The wonderful winners of the 2019 MIC Awards were announced at a ceremony on 4 November in the spectacular Whale Hall of the Museum of Zoology, Cambridge. The full MIC Awards2019_Winners List is here, along with a Press Release_MiCAwardsWinners2019, announcing the winning museums.
The first of our winners was the Stained Glass Museum, who took home the ‘New for You’ Award for their Spotlight and Behind the Scenes Tours, a simple but resourceful initiative which judges noted went “straight the heart of what museums are there to do”.
Next up was the Heritage Heroes Award, this year won by the wonderful Sally Elding from Ramsey Rural Museum. Sally “created an entire audience programme from scratch, built new partnerships, generated income for the museum and shared her experiences with local museum networks.”
Project of the Year was presented to the team at Peterborough Museum & Art Gallery, managed by Vivacity, for their project ‘Treasured People and Possessions’. This initiative made “an extraordinary and far-reaching contribution to the museum sector in 2018-2019. A co-curated exhibition that reflected the most treasured belongings of people in diverse local communities, linking historic residents of the city with their modern counterparts and reinforcing the concept that heritage is not limited to a narrow view of ‘things’; but also how we relate to what we share with one another.”
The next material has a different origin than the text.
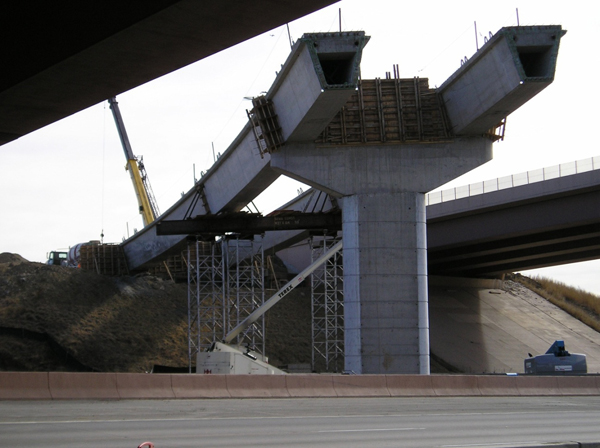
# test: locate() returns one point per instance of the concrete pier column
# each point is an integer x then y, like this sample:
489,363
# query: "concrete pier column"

Our Object of the Year award received 1500 votes from members of the public. With 47% of the vote, the winner was the Sinclair ZX Spectrum Processor at the Cambridge Centre for Computing History.
There were six fascinating objects shortlisted for this award. You can read all about them here.
St Neots Museum won our very first Small Museum of the Year award. The Museum was described by judges to be “really listening to local communities, offering high-quality cultural opportunities that might not otherwise be available in the area. The museum team have worked tirelessly to improve every area of museum operation, generating new income streams in the process. Although limited in capacity, their achievements over the past year make them truly deserving of the title ‘Museum of the Year”.
MIC’s first Large Museum of the Year award was jointly awarded to the Cambridge Museum of Technology and the University of Cambridge Museum of Zoology. Cambridge Museum of Technology “has undergone a complete transformation over the past year. Its painstaking refurbishment and the dedication of its staff to putting its collection at the heart of everything it does means that the museum not only meets the expectations of a 21st Century visitor, but as a leading repository of information about Cambridge’s industrial past, places itself at the heart of Cambridgeshire’s heritage offer.”
The University of Cambridge Museum of Zoology “amazed judges by continuing to transform beyond its recent redevelopment and extending its reach by making its collection relevant to multiple new audiences. Not only has the museum achieved the highest museum accreditation standard, thanks to positive visitor feedback it succeeded in being shortlisted for a Kids in Museums Family Friendly Award. Last year, the museum exceeded expected visitor figures by 50,000, doubling the number of visits received prior to redevelopment.”
The next MIC Awards will take place in 2021.